Un instant plus tard, Catherine, réveillée par la horde qui avait envahi sa chambre avec la brutalité d'une éruption volcanique, était arrachée de son lit, enlevée par une dizaine de mains calleuses qui se refermèrent sans douceur sur ses épaules, ses cuisses et ses reins, descendue dans la salle et déposée sans douceur sur celle des grandes tables qui était le plus près de la cheminée.

L'apparition de cette femme nue1 dont les longues tresses dorées de ses cheveux ne cachaient rien d'un corps visiblement fait pour l'amour fit naître une sorte de rugissement au fond des poitrines de tous ces hommes. Les flammes de la cheminée l'enveloppaient toute d'une lumière si chaude qu'elle semblait faite d'or pur.

Mal réveillée, Catherine se releva sur ses deux mains. Ses grands yeux, dilatés d'horreur, regardèrent autour d'elle. Elle était entourée d'un cercle de regards luisants comme braise, de babines humides qui se pourléchaient, de mains qui déjà se tendaient vers sa chair.

— Bon Dieu, qu'elle est belle ! fit quelqu'un. Avant de la tuer, faut au moins y goûter. J'en veux ma part, moi, de la belle fille.


1 L'usage des chemises de nuit était encore très peu fréquent.


T'as raison, renchérit un autre. Moi aussi j'en veux ma part. Regarde-moi ces seins ! Ces cuisses ! Jamais on n'en aura des pareils !
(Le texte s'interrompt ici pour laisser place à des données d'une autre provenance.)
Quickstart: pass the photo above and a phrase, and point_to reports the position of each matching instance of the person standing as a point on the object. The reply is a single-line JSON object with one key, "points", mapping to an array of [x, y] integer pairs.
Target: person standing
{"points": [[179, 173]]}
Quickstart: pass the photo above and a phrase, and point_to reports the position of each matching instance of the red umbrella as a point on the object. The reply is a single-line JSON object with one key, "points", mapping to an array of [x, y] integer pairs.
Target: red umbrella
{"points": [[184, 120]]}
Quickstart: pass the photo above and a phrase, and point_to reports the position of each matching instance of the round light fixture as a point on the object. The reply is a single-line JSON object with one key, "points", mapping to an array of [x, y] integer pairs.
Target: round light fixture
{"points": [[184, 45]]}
— Vos gueules, tonna l'homme qui paraissait le chef. On parlera de ça après ! Moi aussi, j'ai envie de lui dire un mot. Mais avant, faut la juger.

Catherine avait enfin réalisé qu'elle ne se débattait pas au milieu d'un cauchemar. Que tous ces hommes étaient réels, bien trop vivants.
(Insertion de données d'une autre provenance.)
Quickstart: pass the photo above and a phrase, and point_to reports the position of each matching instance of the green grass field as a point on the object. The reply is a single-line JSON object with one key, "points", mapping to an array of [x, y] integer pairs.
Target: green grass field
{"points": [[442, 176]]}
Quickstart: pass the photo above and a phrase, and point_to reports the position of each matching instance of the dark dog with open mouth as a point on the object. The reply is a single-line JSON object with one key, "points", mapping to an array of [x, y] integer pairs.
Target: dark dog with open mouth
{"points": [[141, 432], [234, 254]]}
Elle sentait encore la meurtrissure de leurs mains brutales sur sa taille et sur ses jambes.

Une folle terreur s'empara d'elle, une de ces paniques insensées qui annihilent les réflexes et figent le sang dans les veines. Qu'allaient-ils lui faire ? Et il y avait ce feu dont la chaleur, peu à peu, se faisait pénible.

Elle recula sur la table afin de lui échapper, mais, aussitôt, le chef la saisit et l'immobilisa.

— Allons, la belle ! Reste tranquille ! On a à te causer.

Brusquement, la jeune femme retrouva l'usage de ses cordes vocales qui, jusqu'à cet instant, lui avaient refusé tout service tant elle avait peur.

— Mais enfin que me voulez-vous ? Vous avez dit que vous vouliez me juger ? Mais pour quoi ? fit-elle d'une petite voix qui lui parut étrangère à elle-même.

— On va te le dire ! Allez, Berthe ! Amenez-vous !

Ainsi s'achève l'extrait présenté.